The General Data Protection Regulation (GDPR) is a wide-ranging piece of legalisation that impacts the use of personal data in our digital marketing efforts in a number of ways.
It would be impossible to cover GDPR in an article like this because each institution uses personal data in a number of different ways, however there are three main areas to consider to ensure you are compliant. If you’re unsure, please reach out to your data protection team.
1. Is this communication considered to be ‘marketing’?
Since the introduction of GDPR the ‘marketing’ element of your communication will come under scrutiny, and if it is considered to be marketing it will be in-scope for control under GDPR. The following easily falls into this category:
- Mass emails sent from a system like MailChimp or HubSpot with content referring to a product or service aligned to a call to action to apply/buy/find out more
- Cold e-mails to potential customers from whom you do not hold a relationship
- E-mailing from purchased lead lists (where correct permission has come with these lists)
- Cold calling
Examples of non-marketing emails would be communication along the lines of:
- Service-based e-mails – i.e. an email about a maintenance issue, or critical service updates relating to a product that a user is consuming
- Transactional-based e-mails – such as billing e-mails
2. Where did I get permission to market to this person?
Once you have established that your communication is considered to be in-scope, the next issue is where did I get permission to market to this person?

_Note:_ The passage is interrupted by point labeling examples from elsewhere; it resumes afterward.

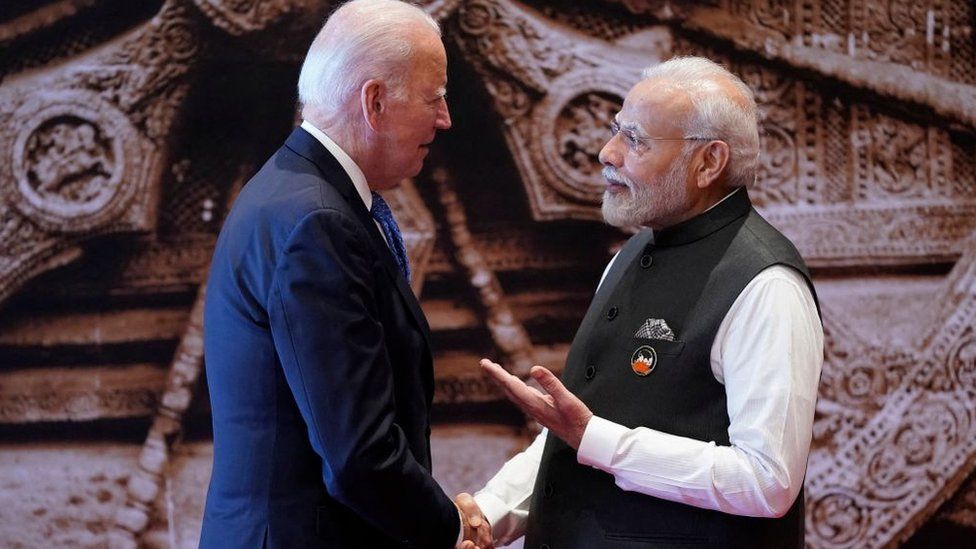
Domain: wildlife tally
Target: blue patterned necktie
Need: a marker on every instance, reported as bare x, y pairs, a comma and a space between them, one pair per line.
384, 216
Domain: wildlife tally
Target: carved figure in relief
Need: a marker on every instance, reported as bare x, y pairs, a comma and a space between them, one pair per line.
699, 432
318, 358
69, 161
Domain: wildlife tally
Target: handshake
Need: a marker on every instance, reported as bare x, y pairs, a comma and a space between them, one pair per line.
477, 531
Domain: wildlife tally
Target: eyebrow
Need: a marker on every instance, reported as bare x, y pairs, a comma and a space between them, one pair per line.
630, 126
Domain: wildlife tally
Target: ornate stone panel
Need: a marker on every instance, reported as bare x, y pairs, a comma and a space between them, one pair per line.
555, 90
85, 145
869, 164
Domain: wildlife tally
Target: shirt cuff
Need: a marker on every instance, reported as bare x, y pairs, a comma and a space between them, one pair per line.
599, 443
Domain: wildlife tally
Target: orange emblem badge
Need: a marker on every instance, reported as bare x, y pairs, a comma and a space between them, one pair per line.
643, 361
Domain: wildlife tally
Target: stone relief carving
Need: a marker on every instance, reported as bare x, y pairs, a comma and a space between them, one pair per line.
863, 166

Clearly, this will vary from situation to situation, but the answer is likely to fall into one of the following:
- Explicit permission was given by the customer when contracting with us – i.e. they opted into marketing when signing their accommodation contract
- Explicit permission was given by the customer when giving us their details to be contacted further – i.e. when signing up to an enquiry/booking form
- Permission was obtained and transferred internally via another team or partner (which would be outlined in a data processing or data sharing agreement)
If you’re not sure where consent has been obtained, find out before you contact that person!

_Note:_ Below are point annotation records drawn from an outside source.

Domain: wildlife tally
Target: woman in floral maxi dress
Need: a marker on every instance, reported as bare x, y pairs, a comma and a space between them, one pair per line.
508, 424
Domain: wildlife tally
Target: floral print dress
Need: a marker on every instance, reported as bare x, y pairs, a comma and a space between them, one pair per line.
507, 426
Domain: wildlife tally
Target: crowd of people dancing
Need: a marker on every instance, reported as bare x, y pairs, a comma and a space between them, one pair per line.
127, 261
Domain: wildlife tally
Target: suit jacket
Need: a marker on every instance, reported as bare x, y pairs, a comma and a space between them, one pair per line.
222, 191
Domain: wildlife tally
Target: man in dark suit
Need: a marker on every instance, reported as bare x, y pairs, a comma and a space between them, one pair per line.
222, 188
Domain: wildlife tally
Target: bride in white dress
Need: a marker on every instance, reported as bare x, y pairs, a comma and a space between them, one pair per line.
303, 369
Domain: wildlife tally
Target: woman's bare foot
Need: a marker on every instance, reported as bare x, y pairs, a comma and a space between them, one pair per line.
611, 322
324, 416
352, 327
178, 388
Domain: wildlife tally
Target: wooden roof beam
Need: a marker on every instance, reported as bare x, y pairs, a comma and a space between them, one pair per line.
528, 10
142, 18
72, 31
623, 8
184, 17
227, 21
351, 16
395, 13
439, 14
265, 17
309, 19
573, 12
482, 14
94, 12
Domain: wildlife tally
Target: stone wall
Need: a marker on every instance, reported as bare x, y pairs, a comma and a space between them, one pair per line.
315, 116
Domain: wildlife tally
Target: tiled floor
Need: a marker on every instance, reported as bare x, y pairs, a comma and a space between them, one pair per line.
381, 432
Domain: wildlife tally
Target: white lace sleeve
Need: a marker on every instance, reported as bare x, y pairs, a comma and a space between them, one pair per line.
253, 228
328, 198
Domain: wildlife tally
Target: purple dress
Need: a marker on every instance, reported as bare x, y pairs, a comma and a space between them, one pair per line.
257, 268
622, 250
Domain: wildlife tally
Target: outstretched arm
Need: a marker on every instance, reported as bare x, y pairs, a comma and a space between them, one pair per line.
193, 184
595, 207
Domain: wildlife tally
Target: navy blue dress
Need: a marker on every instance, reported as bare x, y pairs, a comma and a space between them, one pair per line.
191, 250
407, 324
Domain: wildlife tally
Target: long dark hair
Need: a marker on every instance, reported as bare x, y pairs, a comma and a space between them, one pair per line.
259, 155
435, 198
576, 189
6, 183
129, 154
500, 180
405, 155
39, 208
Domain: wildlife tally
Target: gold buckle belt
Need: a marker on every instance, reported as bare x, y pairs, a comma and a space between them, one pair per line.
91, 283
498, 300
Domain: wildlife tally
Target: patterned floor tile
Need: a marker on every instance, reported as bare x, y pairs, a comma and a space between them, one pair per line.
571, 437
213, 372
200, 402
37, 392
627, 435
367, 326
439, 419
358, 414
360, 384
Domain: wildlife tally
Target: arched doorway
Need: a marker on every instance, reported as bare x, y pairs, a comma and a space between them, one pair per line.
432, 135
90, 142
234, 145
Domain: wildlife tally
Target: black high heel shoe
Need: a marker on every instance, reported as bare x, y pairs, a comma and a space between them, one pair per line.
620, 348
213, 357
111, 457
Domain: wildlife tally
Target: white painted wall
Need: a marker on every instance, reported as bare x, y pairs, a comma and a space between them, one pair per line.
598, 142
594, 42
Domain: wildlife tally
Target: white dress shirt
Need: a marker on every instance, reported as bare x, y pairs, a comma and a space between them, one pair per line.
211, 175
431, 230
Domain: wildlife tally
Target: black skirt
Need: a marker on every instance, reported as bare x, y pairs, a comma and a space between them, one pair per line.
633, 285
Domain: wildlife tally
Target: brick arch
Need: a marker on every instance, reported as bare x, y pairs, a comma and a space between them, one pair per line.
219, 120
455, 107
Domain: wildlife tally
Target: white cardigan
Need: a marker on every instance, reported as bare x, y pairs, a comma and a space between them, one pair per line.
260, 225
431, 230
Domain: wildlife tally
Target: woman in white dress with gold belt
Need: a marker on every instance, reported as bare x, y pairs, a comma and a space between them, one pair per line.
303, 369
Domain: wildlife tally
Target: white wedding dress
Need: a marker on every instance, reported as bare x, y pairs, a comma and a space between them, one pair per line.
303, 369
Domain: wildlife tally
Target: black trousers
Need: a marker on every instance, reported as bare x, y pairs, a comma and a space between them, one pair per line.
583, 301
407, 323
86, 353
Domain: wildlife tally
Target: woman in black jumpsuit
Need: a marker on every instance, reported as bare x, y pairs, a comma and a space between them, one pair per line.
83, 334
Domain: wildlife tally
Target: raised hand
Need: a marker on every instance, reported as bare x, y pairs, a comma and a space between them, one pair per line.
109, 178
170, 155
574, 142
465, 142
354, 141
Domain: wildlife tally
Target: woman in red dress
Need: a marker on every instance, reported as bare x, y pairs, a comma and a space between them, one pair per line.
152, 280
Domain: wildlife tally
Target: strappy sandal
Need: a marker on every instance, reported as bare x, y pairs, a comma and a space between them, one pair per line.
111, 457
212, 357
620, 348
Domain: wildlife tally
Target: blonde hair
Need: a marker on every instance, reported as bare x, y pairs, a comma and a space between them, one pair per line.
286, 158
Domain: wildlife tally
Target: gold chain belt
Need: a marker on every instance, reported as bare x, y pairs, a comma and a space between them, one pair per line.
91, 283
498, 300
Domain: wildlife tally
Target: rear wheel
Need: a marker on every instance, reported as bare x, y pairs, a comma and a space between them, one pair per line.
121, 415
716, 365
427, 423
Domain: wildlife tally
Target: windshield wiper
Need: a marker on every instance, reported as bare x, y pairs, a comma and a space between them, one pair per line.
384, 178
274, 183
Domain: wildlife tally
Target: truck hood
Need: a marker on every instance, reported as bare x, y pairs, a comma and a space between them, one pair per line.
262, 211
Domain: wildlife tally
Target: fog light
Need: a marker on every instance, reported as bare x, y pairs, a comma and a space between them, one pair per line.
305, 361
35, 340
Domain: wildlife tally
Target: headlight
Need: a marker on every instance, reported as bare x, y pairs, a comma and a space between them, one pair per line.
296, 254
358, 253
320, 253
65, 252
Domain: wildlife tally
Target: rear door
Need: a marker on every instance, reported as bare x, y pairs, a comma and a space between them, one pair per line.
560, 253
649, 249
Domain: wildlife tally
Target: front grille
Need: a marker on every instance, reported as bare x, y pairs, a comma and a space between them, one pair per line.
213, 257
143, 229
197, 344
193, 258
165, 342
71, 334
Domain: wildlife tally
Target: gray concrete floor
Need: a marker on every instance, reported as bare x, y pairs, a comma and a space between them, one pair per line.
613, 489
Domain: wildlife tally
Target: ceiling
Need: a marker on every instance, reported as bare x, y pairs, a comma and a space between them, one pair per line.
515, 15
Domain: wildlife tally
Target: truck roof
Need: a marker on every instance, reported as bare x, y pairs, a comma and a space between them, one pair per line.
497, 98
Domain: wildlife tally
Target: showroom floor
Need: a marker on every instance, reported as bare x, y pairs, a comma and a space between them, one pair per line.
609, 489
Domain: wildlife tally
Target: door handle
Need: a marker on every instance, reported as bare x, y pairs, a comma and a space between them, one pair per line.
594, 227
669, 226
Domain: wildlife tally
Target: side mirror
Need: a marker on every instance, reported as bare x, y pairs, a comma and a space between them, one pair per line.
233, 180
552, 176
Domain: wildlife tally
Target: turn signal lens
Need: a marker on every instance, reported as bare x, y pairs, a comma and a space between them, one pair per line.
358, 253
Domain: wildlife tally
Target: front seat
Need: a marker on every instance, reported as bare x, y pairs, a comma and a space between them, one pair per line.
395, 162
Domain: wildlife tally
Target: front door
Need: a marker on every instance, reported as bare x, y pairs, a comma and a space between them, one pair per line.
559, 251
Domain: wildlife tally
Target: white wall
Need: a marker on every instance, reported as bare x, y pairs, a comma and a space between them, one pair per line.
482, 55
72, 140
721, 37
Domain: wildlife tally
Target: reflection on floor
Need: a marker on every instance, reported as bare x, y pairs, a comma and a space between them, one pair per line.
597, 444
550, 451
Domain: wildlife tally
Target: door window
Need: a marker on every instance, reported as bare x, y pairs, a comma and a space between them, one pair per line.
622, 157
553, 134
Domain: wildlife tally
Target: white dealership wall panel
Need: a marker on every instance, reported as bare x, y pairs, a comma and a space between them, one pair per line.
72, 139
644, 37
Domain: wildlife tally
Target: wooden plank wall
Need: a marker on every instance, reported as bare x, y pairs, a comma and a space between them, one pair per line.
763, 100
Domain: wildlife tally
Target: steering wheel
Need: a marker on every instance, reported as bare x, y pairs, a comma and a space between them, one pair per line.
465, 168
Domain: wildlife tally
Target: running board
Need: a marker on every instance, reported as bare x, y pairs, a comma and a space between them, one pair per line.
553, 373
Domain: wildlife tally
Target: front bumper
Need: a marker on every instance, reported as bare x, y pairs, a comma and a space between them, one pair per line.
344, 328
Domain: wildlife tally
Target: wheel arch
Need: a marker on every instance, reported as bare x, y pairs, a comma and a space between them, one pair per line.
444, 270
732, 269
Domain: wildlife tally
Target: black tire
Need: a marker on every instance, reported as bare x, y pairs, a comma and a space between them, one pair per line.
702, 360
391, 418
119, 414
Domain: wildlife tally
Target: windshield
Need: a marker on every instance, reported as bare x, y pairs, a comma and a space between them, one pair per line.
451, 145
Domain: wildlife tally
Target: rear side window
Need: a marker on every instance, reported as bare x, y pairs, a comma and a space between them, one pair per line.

3. How can this person opt-out of my marketing?
An important principle of GPDR is that once you have someone’s consent to market to them, they can still withdraw it at any time. This should be a straightforward process, with the most accepted method being an unsubscribe link at the footer of every marketing e-mail you send.
Most mass e-mail products have this in-built into them and you should test this periodically to see if it works. For example, how are you sure that if someone unsubscribes that you don’t continue to contact them, even by mistake.

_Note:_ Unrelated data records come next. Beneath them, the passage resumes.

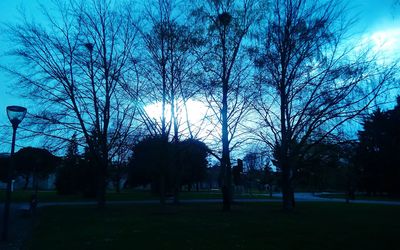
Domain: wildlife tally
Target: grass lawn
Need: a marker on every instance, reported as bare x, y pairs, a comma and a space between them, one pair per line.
126, 195
360, 197
203, 226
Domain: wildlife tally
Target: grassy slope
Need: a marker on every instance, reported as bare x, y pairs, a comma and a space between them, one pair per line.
52, 196
204, 226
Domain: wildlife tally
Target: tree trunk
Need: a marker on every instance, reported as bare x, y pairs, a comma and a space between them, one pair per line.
162, 190
287, 190
26, 182
102, 184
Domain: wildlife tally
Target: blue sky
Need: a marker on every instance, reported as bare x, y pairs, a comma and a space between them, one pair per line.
379, 21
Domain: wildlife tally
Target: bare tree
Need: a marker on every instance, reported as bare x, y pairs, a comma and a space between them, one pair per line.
74, 68
228, 25
312, 81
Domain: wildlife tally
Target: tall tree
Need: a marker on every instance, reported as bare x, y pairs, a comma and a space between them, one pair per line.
377, 157
168, 63
311, 81
229, 23
75, 67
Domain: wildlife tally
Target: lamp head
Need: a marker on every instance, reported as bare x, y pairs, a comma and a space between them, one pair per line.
16, 114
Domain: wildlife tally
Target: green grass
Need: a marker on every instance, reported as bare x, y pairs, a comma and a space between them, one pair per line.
126, 195
204, 226
360, 197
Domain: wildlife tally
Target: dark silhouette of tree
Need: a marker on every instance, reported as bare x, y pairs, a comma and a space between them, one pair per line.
228, 24
37, 163
310, 82
168, 165
76, 69
192, 163
4, 162
151, 164
377, 156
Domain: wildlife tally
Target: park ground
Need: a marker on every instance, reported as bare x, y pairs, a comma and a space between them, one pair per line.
202, 225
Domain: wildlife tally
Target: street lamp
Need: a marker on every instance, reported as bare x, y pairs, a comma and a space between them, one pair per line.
15, 114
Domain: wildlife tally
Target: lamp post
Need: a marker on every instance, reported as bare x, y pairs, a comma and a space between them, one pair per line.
15, 114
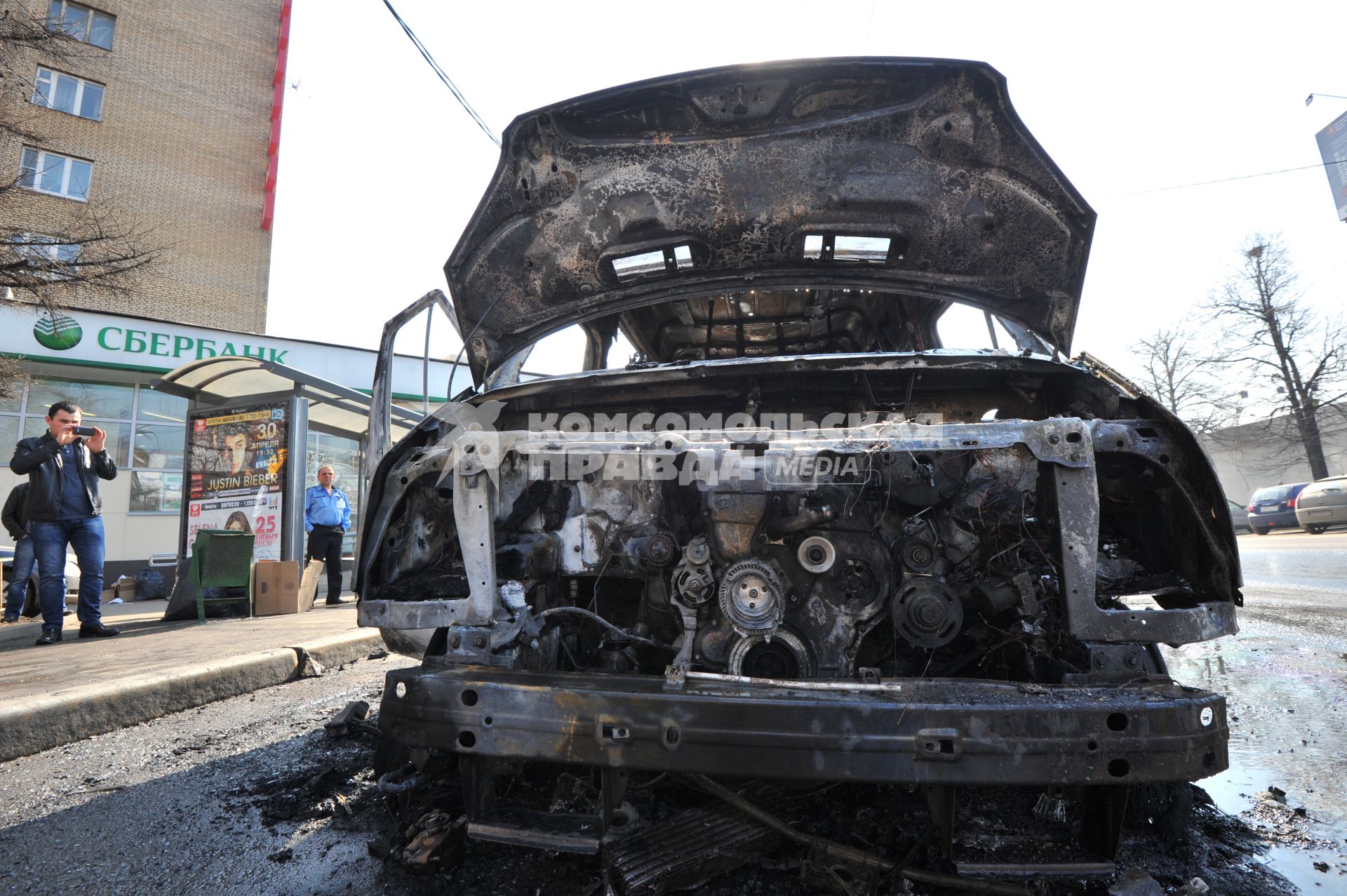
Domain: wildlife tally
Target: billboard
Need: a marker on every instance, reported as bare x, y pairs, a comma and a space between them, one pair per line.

Also consider how you are allowing for consent to be withdrawn on 1:1 e-mails. 1:1 e-mails sent from a CRM like HubSpot will also usually append an unsubscribe footer to them. However, if you are sending a genuine 1:1 e-mail (for example from Outlook) but it is still considered marketing, consider how you and your teams might process a request from a customer to stop receiving such marketing.
The distinction between marketing emails and operational emails need to be clear from the start to ensure that any unsubscribe methods can be added to the marketing content. This also needs to be managed via separate contact lists if you don’t have separate systems sending and managing the unsubscribe requests. When a student unsubscribes from a marketing email, if they are a current resident they will still need emails relating to their contract.
Finally…
To many people first considering how GDPR applies to e-mail marketing, it can be a bit of a daunting process.
However, once you get into the mindset of these three simple things and have some robust processes in place to control them, it is fairly straightforward to remain compliant.